9/18/2020
Scapegoating Antifa for Starting Wildfires Distracts from the Real Causes
Rounduptags: environmental history, radicalism, labor history, fire, antifa, Pacific Northwest, wildfire, IWW
Steven C. Beda, an assistant professor of history at the University of Oregon, researches and teaches about Pacific Northwest history, environmental history and labor history and is currently at work on a book about Northwest timber workers.
Recently, rumors started spreading on social media that many of the devastating wildfires burning throughout the Pacific Northwest were intentionally started by “antifa,” a small, loose collective of left-wing activists that is often demonized by conservatives. The debunked claim was even promoted to millions of listeners by popular podcaster Joe Rogan.

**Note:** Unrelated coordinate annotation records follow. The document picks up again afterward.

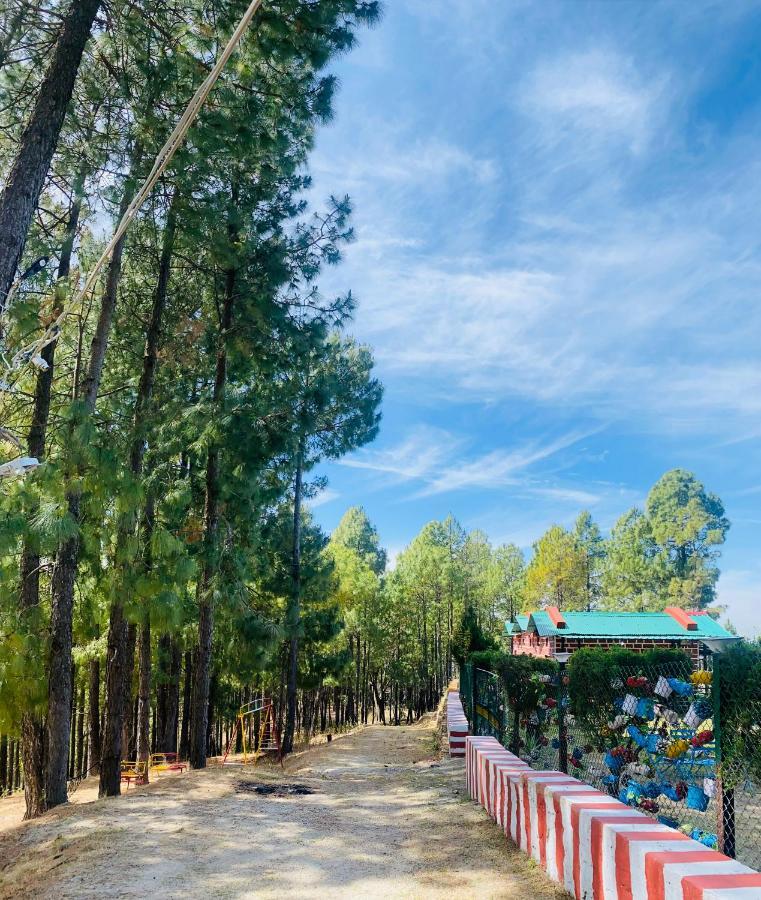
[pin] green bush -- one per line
(739, 678)
(592, 674)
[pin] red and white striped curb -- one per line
(457, 725)
(594, 845)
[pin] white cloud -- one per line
(569, 495)
(498, 468)
(597, 95)
(445, 463)
(740, 591)
(392, 158)
(420, 454)
(327, 495)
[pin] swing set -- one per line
(269, 736)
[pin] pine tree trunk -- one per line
(67, 560)
(199, 715)
(32, 731)
(293, 614)
(144, 693)
(186, 706)
(39, 140)
(168, 736)
(93, 716)
(144, 676)
(80, 760)
(116, 690)
(130, 700)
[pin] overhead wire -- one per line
(31, 352)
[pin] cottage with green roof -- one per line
(549, 631)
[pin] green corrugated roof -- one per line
(622, 625)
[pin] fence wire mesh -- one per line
(682, 745)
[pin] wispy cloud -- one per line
(596, 95)
(327, 495)
(498, 468)
(423, 452)
(444, 463)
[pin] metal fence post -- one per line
(473, 695)
(725, 797)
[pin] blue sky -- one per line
(558, 264)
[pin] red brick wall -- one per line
(530, 644)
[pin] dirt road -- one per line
(384, 818)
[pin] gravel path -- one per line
(385, 818)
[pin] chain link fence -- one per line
(680, 744)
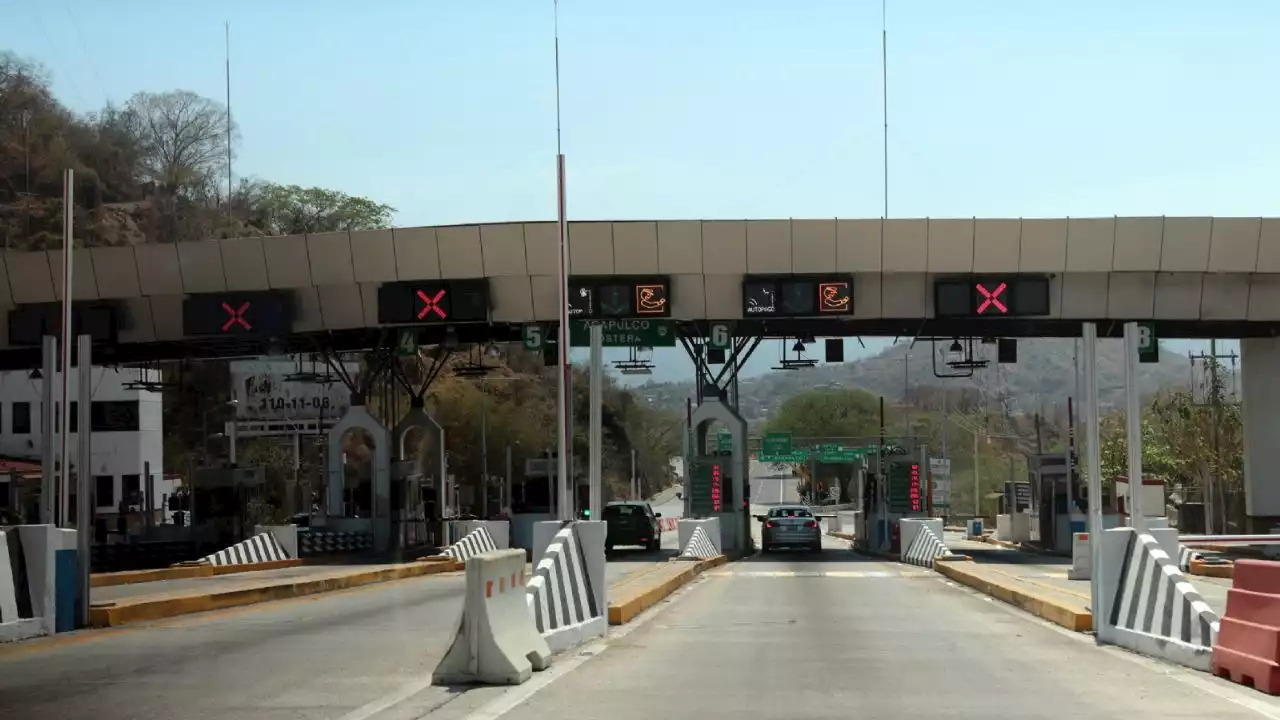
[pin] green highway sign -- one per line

Some people in rural Oregon have taken the unfounded rumors so seriously that they have begun to conduct armed patrols of their towns, looking for masked antifa activists. Others have refused to abide by evacuation orders, choosing instead to stay in their homes, despite advancing fires, to defend their property against what they believe are approaching hordes of anarchists.
Yet, there’s no credible evidence that antifa activists are responsible for starting any of the fires now burning throughout the Northwest. Even local law enforcement and the FBI have taken to social media to dispel the rumors.
But blaming wildfires in the Pacific Northwest on radical activists is not new. The region has long been home to both far-left politics and massive forest fires. And, in the past, just as today, rumors about radical arsonists setting blazes has served to stoke fears about activists and shift attention away from the real causes of wildfire.
The first group to be regularly charged with setting forest fires was the Industrial Workers of the World (IWW), a radical labor union founded in 1905. Though a national organization, the Wobblies, as the union’s members were more popularly known, were especially active in the Northwest’s timber industry.
Unlike most of the American labor movement, the IWW welcomed women, immigrants and workers of color. The union’s members literally stood on soapboxes in cities and preached about the evils of industry, while their songs promised a time in the not too distant future when workers would join and overthrow the capitalist system.
The IWW was also a controversial group because its activism extended beyond boycotts and strikes. Wobbly leaders often endorsed industrial sabotage, breaking equipment or destroying worksites when employers didn’t pay fair wages or provide decent working conditions.
The IWW’s radicalism along with its willingness to destroy property may explain why many Northwesterners were quick to jump to the conclusion that Wobblies were responsible for the alarming number of fires that burned through Northwest forests in the early 20th century.